How many females, she wondered, had felt this looseness, this glorious severance from the future? Had she been moving towards this feeling her whole life? Since her husband had left her? Since her daughter had stopped speaking to her? Since the scientists had said, finally, and with a sense more of exhaustion than of sadness, that there was no hope for their species?

The trouble began when Belle said that she loved her. They were in the kitchen at the café, standing side by side chopping pumpkins for the soup.
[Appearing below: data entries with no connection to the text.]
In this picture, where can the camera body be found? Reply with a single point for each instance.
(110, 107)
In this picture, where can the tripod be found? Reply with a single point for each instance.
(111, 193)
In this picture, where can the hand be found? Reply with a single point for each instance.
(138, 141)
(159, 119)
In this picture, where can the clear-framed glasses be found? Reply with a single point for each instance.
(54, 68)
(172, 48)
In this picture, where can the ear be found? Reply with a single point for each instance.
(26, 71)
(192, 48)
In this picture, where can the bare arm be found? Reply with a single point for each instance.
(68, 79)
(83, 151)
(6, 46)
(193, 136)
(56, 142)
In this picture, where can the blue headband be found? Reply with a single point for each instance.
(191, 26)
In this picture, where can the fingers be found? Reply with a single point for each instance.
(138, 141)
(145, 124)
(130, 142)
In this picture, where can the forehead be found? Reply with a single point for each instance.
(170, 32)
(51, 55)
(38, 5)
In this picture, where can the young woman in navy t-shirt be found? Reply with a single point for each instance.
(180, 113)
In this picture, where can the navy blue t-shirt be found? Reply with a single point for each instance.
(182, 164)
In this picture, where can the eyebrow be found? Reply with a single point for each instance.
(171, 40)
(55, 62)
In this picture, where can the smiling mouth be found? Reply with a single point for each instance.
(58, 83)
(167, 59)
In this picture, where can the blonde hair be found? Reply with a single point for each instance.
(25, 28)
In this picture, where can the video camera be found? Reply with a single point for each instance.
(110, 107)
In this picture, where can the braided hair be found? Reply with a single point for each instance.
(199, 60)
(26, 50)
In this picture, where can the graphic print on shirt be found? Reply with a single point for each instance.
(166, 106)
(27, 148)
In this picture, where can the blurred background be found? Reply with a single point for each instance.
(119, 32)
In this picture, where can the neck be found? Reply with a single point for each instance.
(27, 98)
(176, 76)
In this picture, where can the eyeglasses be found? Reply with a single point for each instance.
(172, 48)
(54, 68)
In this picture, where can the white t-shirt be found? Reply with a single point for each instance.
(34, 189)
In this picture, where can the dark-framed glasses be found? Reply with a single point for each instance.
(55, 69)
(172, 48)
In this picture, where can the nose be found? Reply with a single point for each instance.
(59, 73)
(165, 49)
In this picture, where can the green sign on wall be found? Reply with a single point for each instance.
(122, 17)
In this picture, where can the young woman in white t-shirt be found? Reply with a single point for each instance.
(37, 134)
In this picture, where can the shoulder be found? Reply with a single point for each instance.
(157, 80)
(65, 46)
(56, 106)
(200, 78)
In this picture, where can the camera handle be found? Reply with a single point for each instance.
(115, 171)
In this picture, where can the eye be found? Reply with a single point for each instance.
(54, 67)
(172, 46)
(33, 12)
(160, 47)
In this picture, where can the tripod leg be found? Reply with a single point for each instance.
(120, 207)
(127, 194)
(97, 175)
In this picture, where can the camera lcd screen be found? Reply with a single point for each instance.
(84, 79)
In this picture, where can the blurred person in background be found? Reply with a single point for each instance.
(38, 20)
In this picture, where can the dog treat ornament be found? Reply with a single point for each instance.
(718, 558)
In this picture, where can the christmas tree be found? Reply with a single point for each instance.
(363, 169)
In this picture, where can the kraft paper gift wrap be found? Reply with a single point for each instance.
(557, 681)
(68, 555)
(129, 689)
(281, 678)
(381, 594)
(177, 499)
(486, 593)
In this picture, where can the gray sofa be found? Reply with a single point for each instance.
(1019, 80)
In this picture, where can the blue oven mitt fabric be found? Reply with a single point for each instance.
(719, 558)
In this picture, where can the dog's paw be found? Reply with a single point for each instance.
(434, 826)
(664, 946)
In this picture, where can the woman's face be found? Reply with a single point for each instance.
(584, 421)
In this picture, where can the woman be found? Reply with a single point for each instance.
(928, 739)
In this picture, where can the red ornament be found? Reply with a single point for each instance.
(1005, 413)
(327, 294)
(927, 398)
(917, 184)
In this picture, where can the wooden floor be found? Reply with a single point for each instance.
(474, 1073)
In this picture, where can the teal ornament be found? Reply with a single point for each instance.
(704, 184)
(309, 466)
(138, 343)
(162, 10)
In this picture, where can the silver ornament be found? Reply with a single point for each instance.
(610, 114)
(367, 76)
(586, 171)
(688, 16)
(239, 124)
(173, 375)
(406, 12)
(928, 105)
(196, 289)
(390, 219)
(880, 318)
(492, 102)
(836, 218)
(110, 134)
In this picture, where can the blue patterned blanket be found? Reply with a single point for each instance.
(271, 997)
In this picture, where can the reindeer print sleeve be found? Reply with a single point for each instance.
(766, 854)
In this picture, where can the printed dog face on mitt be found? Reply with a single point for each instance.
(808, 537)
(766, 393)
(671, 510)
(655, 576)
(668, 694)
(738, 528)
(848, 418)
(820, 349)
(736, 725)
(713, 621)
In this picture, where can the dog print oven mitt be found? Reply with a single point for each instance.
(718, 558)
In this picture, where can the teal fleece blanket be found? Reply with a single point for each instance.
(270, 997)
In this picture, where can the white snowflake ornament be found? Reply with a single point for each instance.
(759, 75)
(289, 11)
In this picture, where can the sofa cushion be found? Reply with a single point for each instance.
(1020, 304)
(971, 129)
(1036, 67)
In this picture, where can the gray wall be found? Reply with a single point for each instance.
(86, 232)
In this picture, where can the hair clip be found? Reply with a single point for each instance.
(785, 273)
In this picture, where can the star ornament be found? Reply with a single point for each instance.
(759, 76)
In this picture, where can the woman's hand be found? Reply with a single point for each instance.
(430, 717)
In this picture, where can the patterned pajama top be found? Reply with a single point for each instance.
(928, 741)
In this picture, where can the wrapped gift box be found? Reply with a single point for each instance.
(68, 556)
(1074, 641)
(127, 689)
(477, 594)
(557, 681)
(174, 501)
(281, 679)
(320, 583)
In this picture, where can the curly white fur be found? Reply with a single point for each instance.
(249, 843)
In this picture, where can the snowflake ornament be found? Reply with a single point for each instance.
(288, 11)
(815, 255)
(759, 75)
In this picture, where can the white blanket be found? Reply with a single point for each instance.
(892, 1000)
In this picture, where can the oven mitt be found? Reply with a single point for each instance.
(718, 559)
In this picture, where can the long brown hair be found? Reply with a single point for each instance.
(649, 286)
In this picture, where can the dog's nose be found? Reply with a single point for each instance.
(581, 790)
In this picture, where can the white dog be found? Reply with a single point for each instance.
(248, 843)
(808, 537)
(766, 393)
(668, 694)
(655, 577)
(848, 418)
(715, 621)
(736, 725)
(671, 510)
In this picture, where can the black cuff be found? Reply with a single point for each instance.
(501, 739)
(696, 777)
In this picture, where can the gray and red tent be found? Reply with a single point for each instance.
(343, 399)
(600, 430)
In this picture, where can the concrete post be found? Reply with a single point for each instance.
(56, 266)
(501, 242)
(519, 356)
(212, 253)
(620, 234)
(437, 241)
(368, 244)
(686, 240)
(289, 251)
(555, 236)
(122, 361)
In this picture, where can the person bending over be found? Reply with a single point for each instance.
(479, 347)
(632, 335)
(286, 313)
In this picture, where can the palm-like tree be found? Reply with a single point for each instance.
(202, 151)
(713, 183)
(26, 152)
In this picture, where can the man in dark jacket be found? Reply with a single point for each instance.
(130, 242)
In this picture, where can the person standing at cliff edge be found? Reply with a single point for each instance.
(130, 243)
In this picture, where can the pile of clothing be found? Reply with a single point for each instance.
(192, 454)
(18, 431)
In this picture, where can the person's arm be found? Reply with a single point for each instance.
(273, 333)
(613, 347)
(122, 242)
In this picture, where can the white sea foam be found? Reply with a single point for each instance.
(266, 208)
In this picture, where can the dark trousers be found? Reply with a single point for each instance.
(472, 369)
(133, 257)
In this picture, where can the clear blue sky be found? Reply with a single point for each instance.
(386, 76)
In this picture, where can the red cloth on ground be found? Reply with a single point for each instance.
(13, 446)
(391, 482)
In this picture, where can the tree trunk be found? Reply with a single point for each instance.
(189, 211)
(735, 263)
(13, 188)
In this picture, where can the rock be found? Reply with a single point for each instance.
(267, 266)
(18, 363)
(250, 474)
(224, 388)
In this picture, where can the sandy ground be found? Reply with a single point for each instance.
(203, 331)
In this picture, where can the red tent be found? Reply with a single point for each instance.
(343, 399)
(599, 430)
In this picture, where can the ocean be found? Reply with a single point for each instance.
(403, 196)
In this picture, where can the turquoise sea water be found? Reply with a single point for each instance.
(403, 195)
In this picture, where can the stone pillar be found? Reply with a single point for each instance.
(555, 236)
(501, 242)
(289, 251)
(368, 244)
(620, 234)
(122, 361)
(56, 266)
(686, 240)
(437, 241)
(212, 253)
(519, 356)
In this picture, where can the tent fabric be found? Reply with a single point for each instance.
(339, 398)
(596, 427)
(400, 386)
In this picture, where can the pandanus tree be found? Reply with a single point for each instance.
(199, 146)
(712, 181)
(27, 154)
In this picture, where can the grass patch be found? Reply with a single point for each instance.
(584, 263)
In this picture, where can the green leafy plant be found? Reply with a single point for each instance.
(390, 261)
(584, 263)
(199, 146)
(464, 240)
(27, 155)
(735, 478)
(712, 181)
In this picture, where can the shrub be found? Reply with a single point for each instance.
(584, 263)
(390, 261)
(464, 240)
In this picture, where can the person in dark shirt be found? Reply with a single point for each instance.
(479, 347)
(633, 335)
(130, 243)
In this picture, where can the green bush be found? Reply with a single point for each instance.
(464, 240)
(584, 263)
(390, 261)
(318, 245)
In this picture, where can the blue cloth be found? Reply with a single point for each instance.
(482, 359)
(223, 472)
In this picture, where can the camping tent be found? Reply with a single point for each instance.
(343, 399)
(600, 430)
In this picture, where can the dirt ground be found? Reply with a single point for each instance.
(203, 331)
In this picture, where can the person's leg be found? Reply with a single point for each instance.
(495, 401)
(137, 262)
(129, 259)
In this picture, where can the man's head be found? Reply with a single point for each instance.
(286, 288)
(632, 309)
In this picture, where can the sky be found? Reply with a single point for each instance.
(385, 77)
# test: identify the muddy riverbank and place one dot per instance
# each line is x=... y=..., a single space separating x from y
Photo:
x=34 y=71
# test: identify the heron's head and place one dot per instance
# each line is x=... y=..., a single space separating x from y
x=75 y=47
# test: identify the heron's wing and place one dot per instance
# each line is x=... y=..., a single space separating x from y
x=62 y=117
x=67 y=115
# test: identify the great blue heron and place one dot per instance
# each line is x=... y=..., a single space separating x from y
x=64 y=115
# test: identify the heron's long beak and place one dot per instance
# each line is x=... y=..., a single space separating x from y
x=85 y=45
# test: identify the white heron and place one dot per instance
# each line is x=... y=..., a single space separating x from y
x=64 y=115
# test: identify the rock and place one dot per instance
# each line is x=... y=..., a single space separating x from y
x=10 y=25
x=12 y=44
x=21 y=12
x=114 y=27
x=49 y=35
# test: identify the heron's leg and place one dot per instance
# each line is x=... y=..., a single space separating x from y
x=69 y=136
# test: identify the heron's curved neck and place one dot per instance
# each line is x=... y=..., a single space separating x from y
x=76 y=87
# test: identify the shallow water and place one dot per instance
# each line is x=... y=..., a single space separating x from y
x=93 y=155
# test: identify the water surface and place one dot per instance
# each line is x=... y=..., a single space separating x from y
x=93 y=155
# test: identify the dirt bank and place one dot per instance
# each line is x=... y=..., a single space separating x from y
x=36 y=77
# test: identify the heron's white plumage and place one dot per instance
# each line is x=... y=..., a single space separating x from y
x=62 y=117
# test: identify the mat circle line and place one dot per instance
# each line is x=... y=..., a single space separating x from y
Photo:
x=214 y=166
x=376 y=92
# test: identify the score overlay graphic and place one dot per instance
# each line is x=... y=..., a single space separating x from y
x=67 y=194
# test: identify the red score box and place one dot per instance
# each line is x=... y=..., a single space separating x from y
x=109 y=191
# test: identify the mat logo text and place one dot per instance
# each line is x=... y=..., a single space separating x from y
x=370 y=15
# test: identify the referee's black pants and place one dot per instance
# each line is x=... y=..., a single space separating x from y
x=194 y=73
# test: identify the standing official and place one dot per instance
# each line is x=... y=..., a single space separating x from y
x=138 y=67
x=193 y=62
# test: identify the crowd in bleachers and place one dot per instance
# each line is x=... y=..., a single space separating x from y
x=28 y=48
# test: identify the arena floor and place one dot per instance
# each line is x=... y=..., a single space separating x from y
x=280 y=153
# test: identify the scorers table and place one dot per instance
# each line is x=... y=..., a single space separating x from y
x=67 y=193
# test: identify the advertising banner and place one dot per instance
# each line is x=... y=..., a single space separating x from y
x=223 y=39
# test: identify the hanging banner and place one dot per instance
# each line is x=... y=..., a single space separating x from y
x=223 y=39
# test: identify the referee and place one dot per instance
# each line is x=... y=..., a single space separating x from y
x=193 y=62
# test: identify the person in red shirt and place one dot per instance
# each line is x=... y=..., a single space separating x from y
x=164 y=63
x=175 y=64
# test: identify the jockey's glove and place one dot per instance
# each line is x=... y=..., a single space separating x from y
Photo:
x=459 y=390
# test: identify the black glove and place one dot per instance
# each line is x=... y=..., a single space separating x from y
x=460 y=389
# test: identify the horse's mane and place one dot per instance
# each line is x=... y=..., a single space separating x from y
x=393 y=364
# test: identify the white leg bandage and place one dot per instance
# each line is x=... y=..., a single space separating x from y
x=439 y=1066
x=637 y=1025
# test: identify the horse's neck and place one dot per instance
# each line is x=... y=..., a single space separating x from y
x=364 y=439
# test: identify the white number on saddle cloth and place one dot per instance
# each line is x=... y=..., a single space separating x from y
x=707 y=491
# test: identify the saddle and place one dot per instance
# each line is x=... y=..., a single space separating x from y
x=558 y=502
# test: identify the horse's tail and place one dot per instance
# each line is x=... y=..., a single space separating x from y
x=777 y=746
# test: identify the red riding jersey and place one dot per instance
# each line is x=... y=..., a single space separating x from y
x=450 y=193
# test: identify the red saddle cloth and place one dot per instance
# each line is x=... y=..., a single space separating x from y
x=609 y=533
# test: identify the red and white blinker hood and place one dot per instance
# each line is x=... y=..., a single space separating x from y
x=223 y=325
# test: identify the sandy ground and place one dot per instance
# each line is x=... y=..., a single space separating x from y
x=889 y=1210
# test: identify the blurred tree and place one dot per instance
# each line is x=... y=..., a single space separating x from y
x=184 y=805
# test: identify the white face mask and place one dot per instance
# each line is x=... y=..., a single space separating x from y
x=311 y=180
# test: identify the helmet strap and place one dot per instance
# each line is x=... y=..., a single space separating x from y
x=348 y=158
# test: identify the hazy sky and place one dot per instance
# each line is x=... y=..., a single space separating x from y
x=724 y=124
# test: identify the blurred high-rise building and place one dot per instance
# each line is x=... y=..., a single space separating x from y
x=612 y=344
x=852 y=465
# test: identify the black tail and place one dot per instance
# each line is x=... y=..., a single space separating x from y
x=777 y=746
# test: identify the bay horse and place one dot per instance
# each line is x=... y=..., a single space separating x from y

“I didn’t know this was going to happen,” Belle said. She was blushing, but seemed determined not to acknowledge that this was so.

“I know,” Clara said.

That night, they walked through the darkness and met each other on the road between their houses. They hadn’t planned it that way. Both of them had simply decided to walk towards the other. They moved off the road, into the forest, and found a place to lie down. Not a word was uttered, but Clara felt the things that Belle had said earlier that day like a widening of the channel in which they lay. She worried that the space would narrow, or disappear altogether. But it broadened out, from a narrow corridor into the high, bright nave of a cathedral. They could not look at each other, though their eyes were open. Their skin was cool and smooth to the touch. Clara felt that they were like fallen statues of themselves, organless and simple both inside and out.

“THAT STORY YOU WROTE,” Belle said, “the one about us going extinct.”

“I never wrote a story about extinction,” said Clara.

“False something, it was called.”

Belle had started the conversation in that quiet moment when they were lying in the library, after making love, when last time they had not spoken at all, but allowed the stillness between them to express everything.

“Did you ever think of having the two females just go on together? The mother and the daughter: Alice. They could jettison the male and have enough resources to make it to Walden.”